After leading 14-6 with less than 25 minutes remaining in the match the Warriors collapsed in ugly fashion, allowing the Knights to cross for three tries – one of which came when the hosts had a man in the sin bin – to win the game 24-14.
It was a clumsy team effort by the Warriors who came up with 30 missed tackles, 15 errors and a 68 per cent completion rate.
But the responsibility for failing to close the game out with an eight-point advantage fell largely on the Kiwi side's star halfback.
"As the playmaker I lost my composure, I lost control of the game," Johnson admitted mid-week.

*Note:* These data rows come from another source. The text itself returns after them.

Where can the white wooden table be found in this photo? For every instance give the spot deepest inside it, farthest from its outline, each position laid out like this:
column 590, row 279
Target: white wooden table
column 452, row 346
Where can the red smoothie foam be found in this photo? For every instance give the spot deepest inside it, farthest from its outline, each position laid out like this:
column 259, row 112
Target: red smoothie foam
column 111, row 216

"I know the boys felt frantic, we felt a bit panicked at times in that second half and if I had just stood up and said, 'Oi, calm down'... It's not hard to do, it's just recognising when to do it.
"That's what I didn't get right on the weekend. That's going to be my focus this week, making sure we take high-percentage plays.
"There were a lot of good things we did in that first half, the way we withstood the pressure we were put under.
"But on the flip side coming out in the second half and being pretty poor, just making basic errors was something that was pretty frustrating, and we sort of lost our way with it."
After leading the Kiwis to Four Nations success last year, and winning the Golden Boot as world player of the year in the process, the expectations around Johnson have reached new levels in New Zealand.
With that also comes increased criticism on the occasions when he is deemed to fall short, and last Saturday night even his coach Andrew McFadden couldn't hide those feelings, stating Johnson's performance was "obviously disappointing" and that with the game on the line in the final minutes he needed to come up with something better.
"I don't need other people to tell me that they are disappointed, I knew myself that I was disappointed in my own performance," Johnson said ahead of this week's clash against the Raiders at GIO Stadium.
"I see it, I read it, I get tweeted it, I get comments on Instagram posts; I am well aware of it.
"I didn't hear any of that when I went to the grand final in 2011 in 16 games. It's just all talk, it fluctuates.
"People are quick to pump you up and cut you down, it's just all part of it. If you want to take the good you have to take the bad.
"I didn't think I was the world's best player at the end of last year, and I don't think I am now.
"But do I think I am way off where I was last year? No, not at all.
"I think there were areas in my game on the weekend that I was doing a lot better than last year."
The attacking responsibility will fall a little less heavily on Johnson this Sunday at least, with English international Sam Tomkins returning from hamstring soreness which kept him out of last weekend.
In 2014 the fullback set up 13 tries, two more than Johnson, and was second only to Chad Townsend and Johnson in terms of touches of the football by a non-dummy half in the Warriors' side.
"He just gives us another dimension I suppose, he is a big talker for us," McFadden said of Tomkins.
"Losing him last weekend was a significant blow but he is ready to go and will give us an extra spark in attack.
"He is fine… we probably could have played him at a pinch [last weekend], but it was just too risky to put him out for 80 minutes."